In the not too distant future, the land-line telephone will go the way of the rotary dial telephone as well as the manual typewriter. There is no doubt, cell phones have changed the way we live, but not always for the better.
10+ years ago, if someone walking down the street were talking to themselves, it would be safe to assume that the individual might need to see a mental health professional. Today, people chat on trains and buses discussing the most intimate details of their lives within earshot of complete strangers. In most cases, however, the conversations are fairly mundane.
While cell phones may have contributed to a decline in cigarette smoking (now one can do something with their hands other than light up or nurse a drink), they also have been shown to increase the number of car accidents.
Throughout the U.S., people can be seen driving their cars flipping through papers on the passenger’s seat as if peace in South Asia depended on it. It is unlikely that Richard Holbrooke or Hillary Clinton is at the other end of all these calls.
Today, land-line service providers are searching for some means of survival. Those of us who grew up with stationary telephones (or even modular phones) are dying off. Some service providers are trying to compete on the basis of price. Hence, it is now possible to call anywhere in the States (and sometimes Canada) at a flat monthly rate. It wasn’t so long ago that it cost a fair amount of change to make a long distance phone call within the same state.
All forms of telephones have to compete with e-mail, instant messaging and skype. The land-line telephone has one important advantage over the cell phone: when someone makes a call the cost is born entirely by the person placing it. The recipients may be bothered by having to answer ringing telephones, but they are not then forced to pay for the privilege to speak with someone they may not want to (including complete strangers, pollsters, telemarketers, etc.).
So why is it that both the caller and the recipient of a cell call is charged by their provider?

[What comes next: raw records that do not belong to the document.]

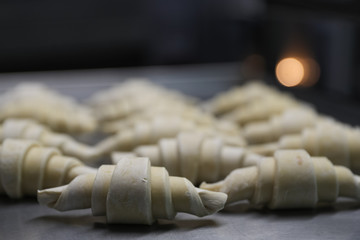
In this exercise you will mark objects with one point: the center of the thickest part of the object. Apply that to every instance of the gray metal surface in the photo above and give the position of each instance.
(25, 219)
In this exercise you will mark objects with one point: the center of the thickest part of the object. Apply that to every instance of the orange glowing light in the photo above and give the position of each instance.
(290, 72)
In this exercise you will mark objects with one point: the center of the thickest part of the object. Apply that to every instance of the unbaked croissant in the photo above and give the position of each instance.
(338, 142)
(195, 156)
(29, 129)
(262, 109)
(133, 192)
(291, 121)
(25, 167)
(238, 97)
(149, 132)
(131, 97)
(290, 179)
(185, 113)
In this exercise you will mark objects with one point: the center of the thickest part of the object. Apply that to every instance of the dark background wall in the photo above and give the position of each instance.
(47, 35)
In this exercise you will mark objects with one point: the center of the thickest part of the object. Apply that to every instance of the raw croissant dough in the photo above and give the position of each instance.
(36, 101)
(28, 129)
(133, 192)
(131, 97)
(339, 143)
(195, 156)
(262, 109)
(290, 121)
(150, 132)
(238, 97)
(189, 114)
(290, 179)
(25, 167)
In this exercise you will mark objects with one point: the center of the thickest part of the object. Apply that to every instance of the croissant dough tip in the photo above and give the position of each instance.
(213, 201)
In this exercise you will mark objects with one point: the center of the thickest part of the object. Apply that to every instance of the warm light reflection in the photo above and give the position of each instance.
(290, 72)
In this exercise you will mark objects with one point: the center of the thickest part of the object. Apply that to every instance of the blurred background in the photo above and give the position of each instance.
(303, 43)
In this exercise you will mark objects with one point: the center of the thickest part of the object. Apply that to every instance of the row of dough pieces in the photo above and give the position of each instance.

Accepting calls from abroad on one’s cell phone call be VERY expensive. To make matters worse some telephone service providers have aggressive attitudes towards what constitutes a minute and have invented fees such as “roaming” charges.
Most people have busy lives. Time is limited. Balancing work (which due to technology is now 24/7) with family and hobbies, is demanding. Most cell phone customers never bother to read their service contracts, much less their monthly statements. Hence most are paying their bills and not writing their legislators.
Public choice theory explains why consumers do not organize to defend their interests. The cost of organizing is high and the financial benefits may not appear to be worth the effort. The cell phone companies, on the other hand have major incentives to receive payments both from callers and the call recipients — so-called rent seeking behavior.
So why has the FCC and Congress not stepped in? Congresspersons are indeed busy debating national health and economic stimulus plans; the FCC has less of an excuse.
If the FCC’s members wanted to show the public that they are sensitive to the difficult economic times most consumers face, they might decide to act and establish a rule that only callers can be charged for cell calls. Voters should write the White House if the FCC fails to act.